Une réunion du FOMC sans annonce majeure pourrait ouvrir la voie à une réunion plus riche en événements en septembre, au cours de laquelle la Fed devrait publier les conclusions de sa revue stratégique et présenter les changements attendus. Cela pourrait se traduire par l’adoption par le FOMC d’un objectif d’inflation moyenne et d’indications sur la politique monétaire plus étroitement associées à ce nouvel objectif. La Fed ne semble toujours pas en faveur d’une politique de contrôle de la courbe des taux. Une dégradation plus marquée de la situation économique serait nécessaire pour l’adoption d’une telle mesure.
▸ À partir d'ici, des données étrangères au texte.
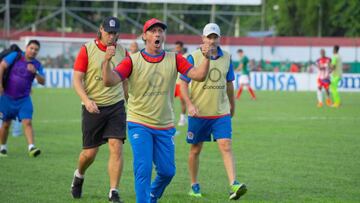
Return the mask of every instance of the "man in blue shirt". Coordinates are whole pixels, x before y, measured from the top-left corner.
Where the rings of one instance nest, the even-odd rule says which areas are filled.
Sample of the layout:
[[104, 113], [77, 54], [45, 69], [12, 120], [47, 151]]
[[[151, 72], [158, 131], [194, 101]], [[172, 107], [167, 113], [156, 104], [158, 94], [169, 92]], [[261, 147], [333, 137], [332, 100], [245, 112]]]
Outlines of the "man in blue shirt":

  • Alors qu’il apparaît désespérément désireux d’améliorer sa cote de popularité, le président Trump pourrait aggraver le conflit avec la Chine. Toutefois, une véritable guerre commerciale avec des droits de douane beaucoup plus élevés et de graves conséquences pour les consommateurs et les entreprises américains pourrait se retourner contre lui. Les démonstrations de force pourraient s’intensifier mais le retour à la guerre commerciale totale de 2019 semble peu probable. Même si cela devait se produire, les marchés pourraient ne pas réagir outre mesure, car une telle guerre commerciale pourrait augmenter la probabilité d’une politique plus pondérée (mais pas nécessairement plus souple) du futur Président.
  • Enfin, en Europe, le plan de relance de 750 milliards d’euros et le budget sur sept ans de 1,1 milliard d’euros pour l’UE rencontrent de sérieux obstacles au parlement européen et dans les parlements nationaux. L’accord devrait malgré tout être approuvé après quelques gesticulations.

Evolution des marchés – Nouveau record pour l’or

Les prix de l’or ont établi de nouveaux records fin juillet (voir graphique 1 ci-dessous), franchissant le sommet précédent de 1 921 USD/once qui avait été atteint en 2011. La demande a augmenté cette année, entraînant une hausse de 25 % du prix de l’or depuis début 2020. La Grande récession liée au Covid-19 ayant donné lieu à des programmes coordonnés de relance monétaire et budgétaire sans précédent, il existe de solides arguments en faveur de l’or pour se protéger contre une dévaluation de la monnaie fiduciaire et une accumulation des problèmes politiques (par exemple, les élections américaines, les tensions sino-américaines). L’or est une réserve de valeur. Elle n’offre aux investisseurs aucun revenu, mais cela a moins d’importance dans un monde où les obligations à rendement négatif sont plus nombreuses que jamais.